Wo sich Widerstand regt, droht massive Repression. So wurde die Korean Railway Workers' Union am 23.März vom Obersten Gericht wegen eines viertägigen, angeblich illegalen Streiks Anfang März 2006 zu einer Geldbuße von sieben Milliarden Won (vier Millionen Euro) verurteilt.

Interne Schwierigkeiten

Eine besondere Schwächung stellt in dieser Situation die tiefe Krise des linken Gewerkschaftsbundes KCTU dar. Der Dachverband, dessen Wurzeln im Widerstand gegen die 1992 beendete dreißigjährige Militärdiktatur liegen, vereint 682 000 Mitglieder in 1200 Betriebsgewerkschaften bzw. 40 Prozent aller organisierten Arbeiter. Die ­KCTU war 1995 in scharfer Abgrenzung zur sozialpartnerschaftlich orientierten FKTU entstanden.

Im Februar trat der gesamte Vorstand infolge eines Skandals zurück. Einem führenden Funktionär, der Ende 2008 zusammen mit dem damaligen Generalsekretär Lee Suk-haeng nach der Organisierung illegaler Proteste gegen Rindfleischimporte aus den USA untergetaucht war, wird vorgeworfen, eine Gewerkschafterin, die ihn versteckt hatte, vergewaltigt zu haben. Um die ohnehin angeschlagene Organisation vor schlechter Presse zu bewahren, hatte der Rest des Exekutivkomitees versucht, den Fall zu vertuschen.

Der neue Sekretär Lim Seong-kyu steht vor enormen Problemen. Die Mitgliedschaft schrumpfte allein in den letzten zwei Jahren um 70000. Es gibt interne fraktionelle Kämpfe. Nach Auffassung der Zeitung ­Hankyoreh hat der Funktionärsapparat Randbelegschaften »ignoriert« und eine »eigene Aristokratie« herausgebildet. »Die wachsende Bürokratisierung, der Verlust an ethischem Verhalten und die generelle Entfremdung der Führer von den genuinen Arbeitsplätzen« habe Vertrauen und Solidarität geschwächt und die KCTU »in einen Papiertiger verwandelt, der selbst zur Antwort auf kleinere Angriffe nicht mehr in der Lage ist«.

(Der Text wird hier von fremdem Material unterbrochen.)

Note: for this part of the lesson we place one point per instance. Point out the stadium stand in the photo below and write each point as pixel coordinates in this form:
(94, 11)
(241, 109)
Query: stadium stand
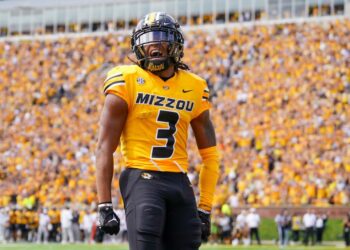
(280, 96)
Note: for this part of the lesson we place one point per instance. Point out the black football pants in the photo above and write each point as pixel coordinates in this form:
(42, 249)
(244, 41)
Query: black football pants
(161, 211)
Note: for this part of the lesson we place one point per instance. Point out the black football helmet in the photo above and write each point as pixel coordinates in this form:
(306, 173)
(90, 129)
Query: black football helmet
(157, 27)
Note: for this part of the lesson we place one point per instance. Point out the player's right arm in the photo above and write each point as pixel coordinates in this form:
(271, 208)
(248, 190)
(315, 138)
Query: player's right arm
(112, 120)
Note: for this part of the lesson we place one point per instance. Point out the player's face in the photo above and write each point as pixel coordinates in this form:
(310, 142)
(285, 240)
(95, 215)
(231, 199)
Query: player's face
(156, 50)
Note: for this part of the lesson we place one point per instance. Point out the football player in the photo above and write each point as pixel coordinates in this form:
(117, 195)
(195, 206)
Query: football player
(148, 108)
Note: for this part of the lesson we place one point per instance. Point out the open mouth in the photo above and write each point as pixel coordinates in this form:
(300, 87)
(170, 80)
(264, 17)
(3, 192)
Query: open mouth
(156, 53)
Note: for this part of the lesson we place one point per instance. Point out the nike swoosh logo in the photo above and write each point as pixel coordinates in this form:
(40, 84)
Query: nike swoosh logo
(186, 91)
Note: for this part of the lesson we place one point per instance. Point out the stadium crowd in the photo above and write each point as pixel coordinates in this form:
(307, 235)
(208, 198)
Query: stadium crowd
(229, 226)
(280, 97)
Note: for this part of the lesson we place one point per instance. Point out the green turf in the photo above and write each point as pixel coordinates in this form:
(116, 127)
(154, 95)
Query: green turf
(334, 230)
(124, 247)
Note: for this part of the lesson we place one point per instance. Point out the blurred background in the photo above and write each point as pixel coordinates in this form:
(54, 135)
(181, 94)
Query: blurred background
(279, 74)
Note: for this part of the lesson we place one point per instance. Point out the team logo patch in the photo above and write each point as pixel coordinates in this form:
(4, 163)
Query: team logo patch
(140, 80)
(146, 176)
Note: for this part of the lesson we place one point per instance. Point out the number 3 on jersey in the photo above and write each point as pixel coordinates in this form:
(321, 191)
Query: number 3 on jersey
(166, 151)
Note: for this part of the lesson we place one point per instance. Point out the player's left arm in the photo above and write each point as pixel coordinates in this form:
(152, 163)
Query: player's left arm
(204, 133)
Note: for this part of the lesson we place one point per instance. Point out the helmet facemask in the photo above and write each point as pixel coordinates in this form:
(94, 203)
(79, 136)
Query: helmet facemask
(158, 36)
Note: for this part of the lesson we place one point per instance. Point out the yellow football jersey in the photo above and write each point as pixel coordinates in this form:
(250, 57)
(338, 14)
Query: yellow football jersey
(159, 113)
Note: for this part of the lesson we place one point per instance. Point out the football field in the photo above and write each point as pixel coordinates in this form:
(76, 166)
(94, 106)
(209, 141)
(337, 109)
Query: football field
(124, 247)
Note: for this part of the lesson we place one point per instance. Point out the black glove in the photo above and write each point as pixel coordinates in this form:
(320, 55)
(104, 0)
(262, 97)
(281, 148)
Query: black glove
(108, 221)
(205, 219)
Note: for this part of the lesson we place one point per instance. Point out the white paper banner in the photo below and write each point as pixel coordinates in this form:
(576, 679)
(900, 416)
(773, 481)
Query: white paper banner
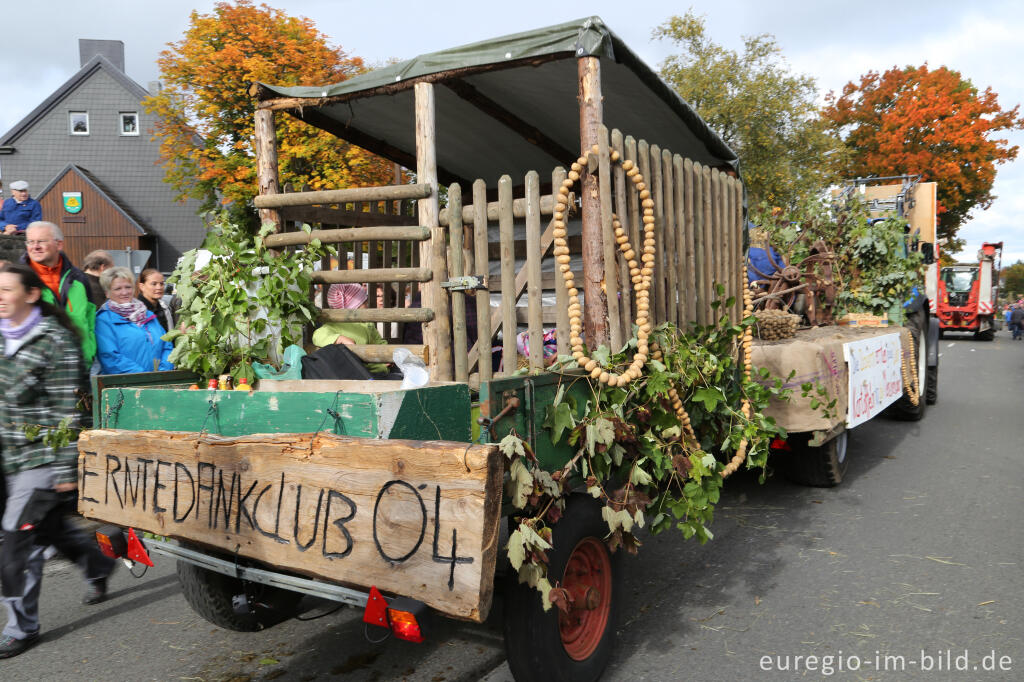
(876, 380)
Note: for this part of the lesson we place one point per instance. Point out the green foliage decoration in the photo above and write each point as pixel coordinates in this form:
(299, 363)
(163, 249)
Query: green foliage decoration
(876, 267)
(632, 452)
(246, 305)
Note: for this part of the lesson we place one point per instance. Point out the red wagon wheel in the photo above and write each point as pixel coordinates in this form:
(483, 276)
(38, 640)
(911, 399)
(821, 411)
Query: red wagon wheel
(588, 580)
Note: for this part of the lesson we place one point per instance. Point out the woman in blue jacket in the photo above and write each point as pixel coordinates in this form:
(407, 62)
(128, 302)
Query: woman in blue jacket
(128, 336)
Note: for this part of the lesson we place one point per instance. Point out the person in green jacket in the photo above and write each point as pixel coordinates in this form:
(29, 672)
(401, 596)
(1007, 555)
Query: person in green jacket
(349, 296)
(66, 286)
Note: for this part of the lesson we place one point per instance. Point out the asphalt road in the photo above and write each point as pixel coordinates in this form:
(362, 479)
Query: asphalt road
(913, 562)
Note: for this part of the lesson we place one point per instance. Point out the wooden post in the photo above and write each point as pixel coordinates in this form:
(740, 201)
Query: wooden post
(506, 226)
(459, 297)
(437, 333)
(591, 116)
(609, 247)
(266, 163)
(561, 293)
(535, 290)
(482, 266)
(625, 286)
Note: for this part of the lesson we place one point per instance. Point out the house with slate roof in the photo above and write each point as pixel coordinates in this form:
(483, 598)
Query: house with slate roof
(86, 153)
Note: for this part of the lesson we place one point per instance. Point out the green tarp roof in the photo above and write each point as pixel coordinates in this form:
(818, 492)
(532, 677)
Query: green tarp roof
(507, 104)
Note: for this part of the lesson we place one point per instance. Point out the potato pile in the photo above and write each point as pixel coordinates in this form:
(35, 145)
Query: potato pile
(774, 325)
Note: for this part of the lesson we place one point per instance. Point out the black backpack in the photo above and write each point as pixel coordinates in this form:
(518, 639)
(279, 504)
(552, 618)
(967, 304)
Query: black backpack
(334, 361)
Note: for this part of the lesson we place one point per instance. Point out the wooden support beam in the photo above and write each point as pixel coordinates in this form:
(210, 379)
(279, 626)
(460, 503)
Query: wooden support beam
(336, 216)
(379, 146)
(482, 269)
(266, 164)
(375, 274)
(348, 235)
(437, 332)
(387, 193)
(518, 209)
(528, 132)
(591, 115)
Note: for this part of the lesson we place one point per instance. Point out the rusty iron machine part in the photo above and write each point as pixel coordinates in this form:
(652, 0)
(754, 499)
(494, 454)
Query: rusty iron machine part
(807, 289)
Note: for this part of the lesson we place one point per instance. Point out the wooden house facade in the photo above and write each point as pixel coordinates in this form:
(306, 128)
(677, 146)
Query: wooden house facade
(91, 216)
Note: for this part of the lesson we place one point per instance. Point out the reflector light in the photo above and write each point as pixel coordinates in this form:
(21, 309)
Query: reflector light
(136, 550)
(376, 610)
(112, 542)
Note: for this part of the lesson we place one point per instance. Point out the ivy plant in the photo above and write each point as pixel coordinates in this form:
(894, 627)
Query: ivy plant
(246, 304)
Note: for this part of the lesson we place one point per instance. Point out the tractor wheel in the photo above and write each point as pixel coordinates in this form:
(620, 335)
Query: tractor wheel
(821, 467)
(576, 646)
(932, 394)
(211, 595)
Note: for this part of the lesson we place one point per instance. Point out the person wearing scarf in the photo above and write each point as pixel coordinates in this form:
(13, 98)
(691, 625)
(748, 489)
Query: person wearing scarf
(349, 296)
(128, 336)
(151, 292)
(41, 372)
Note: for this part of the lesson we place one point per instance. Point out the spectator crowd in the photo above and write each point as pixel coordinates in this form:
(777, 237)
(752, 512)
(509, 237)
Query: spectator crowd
(59, 324)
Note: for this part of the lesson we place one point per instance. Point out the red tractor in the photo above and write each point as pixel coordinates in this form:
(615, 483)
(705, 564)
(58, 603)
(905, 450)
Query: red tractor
(968, 293)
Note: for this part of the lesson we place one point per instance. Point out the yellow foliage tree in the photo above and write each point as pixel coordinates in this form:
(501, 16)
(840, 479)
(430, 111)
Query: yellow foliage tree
(205, 113)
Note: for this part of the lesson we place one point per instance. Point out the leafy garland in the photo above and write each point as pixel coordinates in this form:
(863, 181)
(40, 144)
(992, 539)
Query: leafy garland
(246, 305)
(633, 454)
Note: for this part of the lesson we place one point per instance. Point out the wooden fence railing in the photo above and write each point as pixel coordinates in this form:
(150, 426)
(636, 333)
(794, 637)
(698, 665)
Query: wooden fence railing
(507, 245)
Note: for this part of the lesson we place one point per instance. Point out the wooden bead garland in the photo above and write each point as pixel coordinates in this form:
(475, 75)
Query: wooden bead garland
(640, 273)
(740, 456)
(912, 388)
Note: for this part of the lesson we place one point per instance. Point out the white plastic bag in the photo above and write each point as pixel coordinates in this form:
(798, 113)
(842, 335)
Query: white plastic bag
(414, 372)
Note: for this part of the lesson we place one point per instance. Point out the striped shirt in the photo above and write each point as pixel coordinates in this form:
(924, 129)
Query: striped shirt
(40, 385)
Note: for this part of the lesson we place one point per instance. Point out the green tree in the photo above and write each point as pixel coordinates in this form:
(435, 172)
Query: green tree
(206, 114)
(758, 105)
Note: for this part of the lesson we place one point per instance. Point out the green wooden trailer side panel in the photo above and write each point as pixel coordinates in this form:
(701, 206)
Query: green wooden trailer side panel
(431, 413)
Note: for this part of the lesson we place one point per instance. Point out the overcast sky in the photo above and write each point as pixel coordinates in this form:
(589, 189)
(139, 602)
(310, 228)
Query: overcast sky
(829, 40)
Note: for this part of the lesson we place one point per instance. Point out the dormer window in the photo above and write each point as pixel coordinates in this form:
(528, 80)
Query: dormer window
(128, 122)
(79, 122)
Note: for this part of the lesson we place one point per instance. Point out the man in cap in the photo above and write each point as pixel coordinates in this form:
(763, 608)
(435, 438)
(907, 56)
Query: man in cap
(19, 210)
(67, 286)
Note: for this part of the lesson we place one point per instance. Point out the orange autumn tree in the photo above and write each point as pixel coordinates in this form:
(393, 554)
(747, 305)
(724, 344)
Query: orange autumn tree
(929, 122)
(205, 113)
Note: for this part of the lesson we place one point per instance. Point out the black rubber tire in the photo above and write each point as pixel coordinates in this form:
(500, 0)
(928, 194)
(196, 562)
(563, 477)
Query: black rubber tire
(532, 641)
(210, 595)
(903, 409)
(823, 466)
(932, 392)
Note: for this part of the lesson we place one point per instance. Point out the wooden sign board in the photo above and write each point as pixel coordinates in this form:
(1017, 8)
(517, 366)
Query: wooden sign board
(412, 517)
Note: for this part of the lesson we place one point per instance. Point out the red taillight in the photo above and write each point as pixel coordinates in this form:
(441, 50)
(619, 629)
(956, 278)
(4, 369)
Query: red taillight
(402, 616)
(404, 626)
(136, 550)
(112, 542)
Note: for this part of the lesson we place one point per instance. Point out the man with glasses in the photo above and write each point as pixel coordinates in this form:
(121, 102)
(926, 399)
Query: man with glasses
(66, 285)
(19, 210)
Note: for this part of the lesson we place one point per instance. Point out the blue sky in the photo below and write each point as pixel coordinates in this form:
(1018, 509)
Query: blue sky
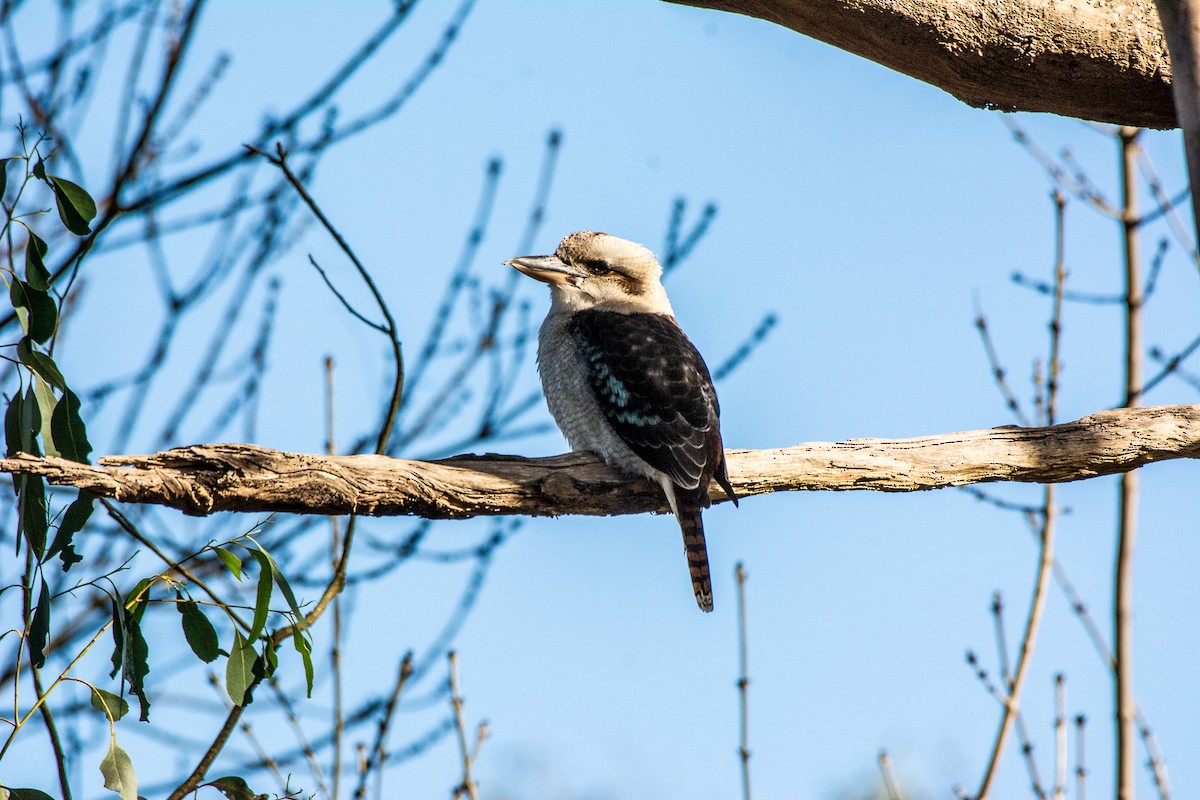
(871, 214)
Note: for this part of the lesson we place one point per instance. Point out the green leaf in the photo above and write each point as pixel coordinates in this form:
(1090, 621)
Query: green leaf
(36, 274)
(282, 583)
(201, 636)
(13, 428)
(40, 627)
(36, 310)
(263, 602)
(31, 505)
(232, 561)
(304, 647)
(118, 636)
(46, 402)
(4, 174)
(76, 206)
(108, 703)
(233, 787)
(240, 668)
(40, 364)
(118, 771)
(67, 428)
(137, 663)
(72, 522)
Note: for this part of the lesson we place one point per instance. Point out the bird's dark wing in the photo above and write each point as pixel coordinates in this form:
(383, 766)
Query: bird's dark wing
(655, 391)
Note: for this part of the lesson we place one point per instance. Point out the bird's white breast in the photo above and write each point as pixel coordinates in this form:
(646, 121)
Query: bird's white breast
(573, 402)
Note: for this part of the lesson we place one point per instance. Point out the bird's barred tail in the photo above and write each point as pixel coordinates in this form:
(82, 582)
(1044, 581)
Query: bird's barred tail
(697, 557)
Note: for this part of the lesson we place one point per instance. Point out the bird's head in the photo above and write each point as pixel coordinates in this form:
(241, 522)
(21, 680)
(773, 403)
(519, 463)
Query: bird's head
(593, 270)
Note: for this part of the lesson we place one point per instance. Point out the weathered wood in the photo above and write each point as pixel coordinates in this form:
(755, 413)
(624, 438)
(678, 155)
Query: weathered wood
(203, 479)
(1102, 60)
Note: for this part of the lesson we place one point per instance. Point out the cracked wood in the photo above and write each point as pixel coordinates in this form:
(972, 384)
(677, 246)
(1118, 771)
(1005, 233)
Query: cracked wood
(1102, 60)
(204, 479)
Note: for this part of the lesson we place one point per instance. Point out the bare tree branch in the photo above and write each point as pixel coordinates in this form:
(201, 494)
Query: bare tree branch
(204, 479)
(1103, 60)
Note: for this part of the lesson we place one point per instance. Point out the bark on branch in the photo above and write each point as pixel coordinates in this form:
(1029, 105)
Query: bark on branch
(1101, 60)
(203, 479)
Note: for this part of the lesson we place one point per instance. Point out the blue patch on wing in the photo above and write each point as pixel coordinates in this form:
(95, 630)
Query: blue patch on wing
(653, 389)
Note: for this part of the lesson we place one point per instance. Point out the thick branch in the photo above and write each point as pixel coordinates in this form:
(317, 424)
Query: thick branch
(1101, 60)
(203, 479)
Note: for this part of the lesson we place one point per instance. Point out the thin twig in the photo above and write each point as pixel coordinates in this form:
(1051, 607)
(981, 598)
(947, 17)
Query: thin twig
(1080, 763)
(1127, 512)
(373, 758)
(1060, 739)
(335, 647)
(52, 731)
(739, 573)
(467, 787)
(390, 330)
(1045, 558)
(997, 371)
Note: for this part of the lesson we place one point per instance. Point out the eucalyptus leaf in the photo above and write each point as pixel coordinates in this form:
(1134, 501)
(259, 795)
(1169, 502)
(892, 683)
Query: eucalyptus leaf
(282, 583)
(263, 601)
(36, 274)
(67, 428)
(233, 788)
(137, 657)
(40, 627)
(118, 771)
(41, 364)
(201, 636)
(31, 507)
(41, 313)
(4, 174)
(232, 561)
(109, 704)
(72, 522)
(46, 402)
(240, 668)
(304, 647)
(76, 206)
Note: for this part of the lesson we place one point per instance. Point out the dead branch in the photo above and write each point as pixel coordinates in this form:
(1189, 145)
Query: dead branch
(204, 479)
(1101, 60)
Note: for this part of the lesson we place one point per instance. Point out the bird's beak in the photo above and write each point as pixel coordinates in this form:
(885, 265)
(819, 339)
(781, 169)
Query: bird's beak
(547, 269)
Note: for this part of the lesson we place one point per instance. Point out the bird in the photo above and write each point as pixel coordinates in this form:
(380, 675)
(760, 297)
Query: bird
(624, 382)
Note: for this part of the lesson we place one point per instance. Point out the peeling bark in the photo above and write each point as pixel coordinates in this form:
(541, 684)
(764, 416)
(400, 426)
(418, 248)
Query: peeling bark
(204, 479)
(1102, 60)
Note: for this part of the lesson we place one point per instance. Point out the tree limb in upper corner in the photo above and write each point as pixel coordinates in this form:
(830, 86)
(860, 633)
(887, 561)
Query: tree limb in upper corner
(203, 479)
(1102, 60)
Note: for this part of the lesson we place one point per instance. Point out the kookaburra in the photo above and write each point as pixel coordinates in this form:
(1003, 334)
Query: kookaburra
(624, 382)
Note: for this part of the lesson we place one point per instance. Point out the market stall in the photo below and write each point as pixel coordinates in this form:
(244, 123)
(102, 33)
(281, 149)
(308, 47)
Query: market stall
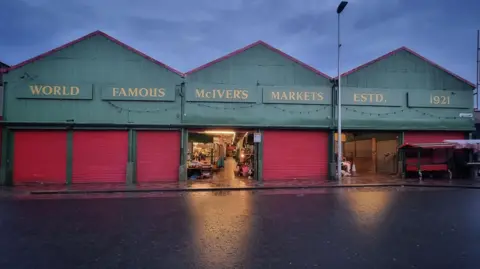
(473, 162)
(429, 158)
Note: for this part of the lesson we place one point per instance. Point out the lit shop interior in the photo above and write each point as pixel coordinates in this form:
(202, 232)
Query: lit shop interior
(221, 154)
(365, 153)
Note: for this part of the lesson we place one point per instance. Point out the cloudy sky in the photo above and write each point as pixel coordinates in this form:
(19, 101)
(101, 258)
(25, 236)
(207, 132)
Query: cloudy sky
(187, 33)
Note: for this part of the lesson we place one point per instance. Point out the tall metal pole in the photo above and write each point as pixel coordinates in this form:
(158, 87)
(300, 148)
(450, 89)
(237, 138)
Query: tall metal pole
(339, 113)
(478, 70)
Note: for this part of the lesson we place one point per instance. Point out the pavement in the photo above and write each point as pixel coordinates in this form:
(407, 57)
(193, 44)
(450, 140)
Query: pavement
(235, 184)
(358, 227)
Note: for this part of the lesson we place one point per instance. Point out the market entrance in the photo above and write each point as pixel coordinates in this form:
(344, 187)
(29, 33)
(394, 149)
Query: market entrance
(222, 155)
(369, 153)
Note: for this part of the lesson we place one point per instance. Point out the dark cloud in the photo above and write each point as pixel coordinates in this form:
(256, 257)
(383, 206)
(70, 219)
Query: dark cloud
(188, 33)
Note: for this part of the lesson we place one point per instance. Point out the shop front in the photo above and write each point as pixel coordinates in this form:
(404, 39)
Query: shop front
(92, 111)
(264, 91)
(401, 98)
(98, 111)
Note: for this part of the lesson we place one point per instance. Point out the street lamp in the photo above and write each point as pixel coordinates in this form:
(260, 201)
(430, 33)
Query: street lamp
(340, 8)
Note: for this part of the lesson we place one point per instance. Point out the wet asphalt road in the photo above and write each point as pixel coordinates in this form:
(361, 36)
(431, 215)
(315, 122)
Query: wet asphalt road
(350, 228)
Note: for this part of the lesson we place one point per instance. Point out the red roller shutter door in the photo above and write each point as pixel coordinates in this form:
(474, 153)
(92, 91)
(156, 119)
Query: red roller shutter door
(40, 156)
(158, 156)
(431, 137)
(100, 156)
(295, 155)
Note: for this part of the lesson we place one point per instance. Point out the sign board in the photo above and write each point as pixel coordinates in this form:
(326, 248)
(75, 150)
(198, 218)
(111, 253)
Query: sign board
(120, 93)
(440, 99)
(56, 91)
(297, 95)
(257, 137)
(372, 97)
(221, 93)
(466, 115)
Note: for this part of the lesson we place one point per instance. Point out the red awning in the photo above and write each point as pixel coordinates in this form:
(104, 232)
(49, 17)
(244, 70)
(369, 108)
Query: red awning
(427, 146)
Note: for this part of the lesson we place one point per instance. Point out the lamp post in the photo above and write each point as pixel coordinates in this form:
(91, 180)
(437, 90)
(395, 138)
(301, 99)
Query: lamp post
(340, 8)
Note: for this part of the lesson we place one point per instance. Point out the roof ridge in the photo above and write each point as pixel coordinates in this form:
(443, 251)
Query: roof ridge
(256, 43)
(92, 34)
(382, 57)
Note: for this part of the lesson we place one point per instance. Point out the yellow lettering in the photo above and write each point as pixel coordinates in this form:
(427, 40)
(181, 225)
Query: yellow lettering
(275, 95)
(307, 96)
(244, 94)
(161, 92)
(200, 93)
(35, 89)
(47, 90)
(74, 90)
(439, 99)
(363, 98)
(143, 92)
(221, 93)
(236, 94)
(291, 96)
(356, 98)
(131, 92)
(320, 96)
(152, 92)
(56, 90)
(299, 96)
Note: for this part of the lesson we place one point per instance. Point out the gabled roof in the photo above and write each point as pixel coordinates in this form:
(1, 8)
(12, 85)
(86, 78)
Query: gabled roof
(260, 42)
(414, 53)
(96, 33)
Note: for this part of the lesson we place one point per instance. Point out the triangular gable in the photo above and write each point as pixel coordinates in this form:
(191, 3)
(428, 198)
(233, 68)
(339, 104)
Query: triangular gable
(260, 42)
(96, 33)
(411, 52)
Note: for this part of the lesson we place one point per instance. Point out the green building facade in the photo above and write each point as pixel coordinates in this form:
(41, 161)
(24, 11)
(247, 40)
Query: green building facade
(99, 83)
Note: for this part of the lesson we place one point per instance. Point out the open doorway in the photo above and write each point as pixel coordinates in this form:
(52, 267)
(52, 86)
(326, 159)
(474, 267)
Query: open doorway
(223, 155)
(369, 153)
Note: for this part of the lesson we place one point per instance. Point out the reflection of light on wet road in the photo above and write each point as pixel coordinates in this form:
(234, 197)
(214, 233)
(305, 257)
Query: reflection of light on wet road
(220, 227)
(368, 208)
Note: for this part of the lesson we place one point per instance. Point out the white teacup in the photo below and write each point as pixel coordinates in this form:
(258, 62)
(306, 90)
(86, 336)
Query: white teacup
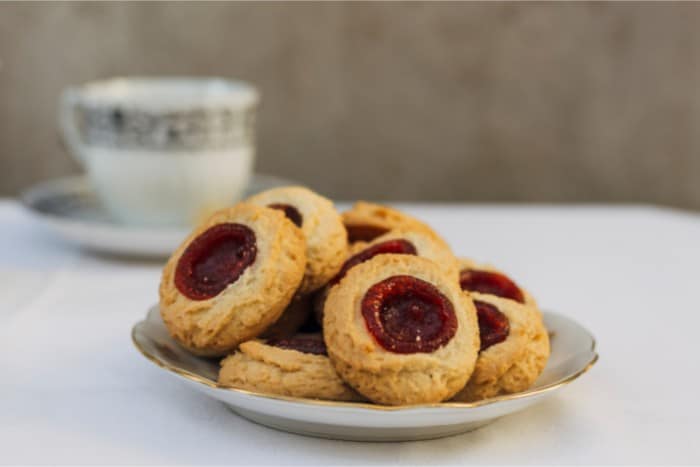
(162, 151)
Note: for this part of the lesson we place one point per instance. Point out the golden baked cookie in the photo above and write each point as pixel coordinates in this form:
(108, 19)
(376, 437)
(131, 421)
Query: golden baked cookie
(326, 239)
(399, 331)
(407, 242)
(231, 278)
(366, 221)
(296, 367)
(484, 278)
(514, 349)
(293, 317)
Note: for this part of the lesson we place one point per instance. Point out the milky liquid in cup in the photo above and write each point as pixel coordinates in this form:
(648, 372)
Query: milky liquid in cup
(163, 151)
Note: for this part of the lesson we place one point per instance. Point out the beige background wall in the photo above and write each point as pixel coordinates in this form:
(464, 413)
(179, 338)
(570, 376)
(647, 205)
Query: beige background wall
(522, 102)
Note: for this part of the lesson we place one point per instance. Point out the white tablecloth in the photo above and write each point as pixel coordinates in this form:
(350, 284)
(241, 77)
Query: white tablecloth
(74, 390)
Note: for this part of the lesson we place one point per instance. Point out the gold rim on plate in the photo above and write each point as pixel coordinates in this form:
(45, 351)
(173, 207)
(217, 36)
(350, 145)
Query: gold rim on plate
(362, 405)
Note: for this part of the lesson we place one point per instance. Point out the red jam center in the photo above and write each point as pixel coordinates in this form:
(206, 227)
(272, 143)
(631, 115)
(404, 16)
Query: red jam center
(364, 233)
(290, 211)
(492, 283)
(214, 260)
(407, 315)
(493, 324)
(397, 247)
(305, 343)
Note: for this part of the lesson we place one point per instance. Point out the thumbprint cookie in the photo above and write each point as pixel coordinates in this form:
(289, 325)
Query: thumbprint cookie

Eine erste große Bewährungsprobe steht bevor, denn die Regierung will noch vor dem 1. Juli eine Gesetzesänderung verabschieden, die die Befristung prekärer Jobs von zwei auf vier Jahre verlängern, auf weitere Bereiche ausdehnen und die Sozialversicherungsabgaben kleiner und mittlerer Firmen für zwei Jahre halbieren soll. Ein Frontalangriff, der sogar die moderate FKTU aufgeschreckt hat, die ihre Illusionen in den am 23. Februar geschlossenen separaten Sozialpakt jäh geplatzt sieht und der KCTU nun wieder Zusammenarbeit anbietet.

Wieviel Druck die südkoreanischen Gewerkschaften kurzfristig entfalten können, ist allerdings fraglich. Der Organisationsgrad stagniert seit vier Jahren und liegt aktuell bei 10,8 Prozent. Die breite Masse setzt mehr denn je auf individuelle Auswege. So stiegen die Lotterieumsätze im letzten Quartal gegenüber dem Vorjahr um 11,8 Prozent.